Pd, Nicola Rossi dice addio alla politica: “Impossibile dare un contributo”

Nicola Rossi si dimette dal gruppo Pd, dal Senato e abbandona la politica. A darne l’annuncio, in una intervista al ‘Sole 24 Ore’, è lo stesso senatore pugliese: ”C’è certamente molta stanchezza per la politica – spiega – Quindici anni fa, quando ho deciso di dedicarmi alla politica attiva, non pensavo che la mia occupazione quotidiana sarebbe stata, da un lato seguire le vicende personali del premier, dall’altro vedere il mio partito che non riesce a dar un’identità. Avevo in mente di darmi da fare per cose concrete e questo non accade. Mi sembra questa una fase in cui forse non c’è bisogno delle mie compentenze”.

Rossi confessa al quotidiano diretto da Gianni Riotta di non essersi sentito libero nell’esprimere le proprie posizioni su svariate tematiche di primaria importanza. Invece – sottolinea l’ormai ex democratico – oggi ”avremmo un disperato bisogno di un’istituzione parlamentare e di parlamentari che si esprimano in totale libertà di giudizio per contribuire a dare una visione del futuro del paese”. Secondo Rossi ”l’indipendenza di giudizio trova un limite nella legge elettorale. Io mi sento nominato e per questo sento la mia indipendenza limitata, non ho altra scelta che riprendermi la mia libertà riconsegnando la nomina”.

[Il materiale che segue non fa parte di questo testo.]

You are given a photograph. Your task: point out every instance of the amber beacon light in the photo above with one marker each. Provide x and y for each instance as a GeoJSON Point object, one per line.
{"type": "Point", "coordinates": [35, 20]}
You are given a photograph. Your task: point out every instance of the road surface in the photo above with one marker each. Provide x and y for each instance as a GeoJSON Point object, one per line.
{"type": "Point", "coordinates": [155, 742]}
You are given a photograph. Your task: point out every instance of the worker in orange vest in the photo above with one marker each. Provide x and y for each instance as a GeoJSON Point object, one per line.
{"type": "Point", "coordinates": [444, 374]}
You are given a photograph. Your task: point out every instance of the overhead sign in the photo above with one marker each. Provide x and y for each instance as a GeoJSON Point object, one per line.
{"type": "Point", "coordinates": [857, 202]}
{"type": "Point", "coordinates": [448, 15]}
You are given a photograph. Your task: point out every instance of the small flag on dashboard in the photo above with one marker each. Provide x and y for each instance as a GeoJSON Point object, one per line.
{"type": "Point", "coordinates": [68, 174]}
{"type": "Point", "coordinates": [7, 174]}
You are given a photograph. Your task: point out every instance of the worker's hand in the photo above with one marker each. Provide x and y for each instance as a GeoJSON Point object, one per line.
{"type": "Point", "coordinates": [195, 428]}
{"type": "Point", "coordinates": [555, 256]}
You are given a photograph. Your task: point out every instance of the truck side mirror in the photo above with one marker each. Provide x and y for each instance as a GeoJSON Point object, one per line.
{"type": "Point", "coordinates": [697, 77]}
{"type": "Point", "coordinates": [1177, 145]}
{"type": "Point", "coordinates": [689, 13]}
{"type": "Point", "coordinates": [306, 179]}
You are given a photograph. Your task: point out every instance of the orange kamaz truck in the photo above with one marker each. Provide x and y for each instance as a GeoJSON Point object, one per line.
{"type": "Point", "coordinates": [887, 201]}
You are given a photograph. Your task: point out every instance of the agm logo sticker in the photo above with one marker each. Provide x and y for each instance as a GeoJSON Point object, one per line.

Il docente universitario prestato alla politica ne ha anche per il Pd, il partito in cui per anni si è identificato ma che ora non lo soddisfa più. In particolare, Rossi spiega di non aver apprezzato quanto accaduto nel Partito Democratico in merito al caso Fiat e sullo scottante tema della riforma sull’Università. ”Mi sarei aspettato una spinta a fare di più e meglio rispetto alle timidissime aperture della riforma Gelmini – conclude -C’era una grande battaglia sull’autonomia da fare”.

Ma intanto contro le dimissioni del senatore Rossi si pronuncia la presidente dei senatori del Pd Anna Finocchiaro. ”Il voto del gruppo del Pd è un voto contrario alle dimissioni del senatore Nicola Rossi. Le nostre non sono ragioni di cortesia, ma di merito – precisa la Finocchiaro – Noi riteniamo che Nicola Rossi, la sua figura, il suo contributo di idee e di proposte, la sua autonomia di giudizio siano utili al Senato, alla politica, al Paese. So che la nostra è una decisione che Nicola Rossi non condivide ma noi ci auguriamo che questo nostro voto possa farlo riflettere ulteriormente sulla sua decisione. Il Parlamento sarebbe per tantissimi motivi più povero senza la sua presenza”.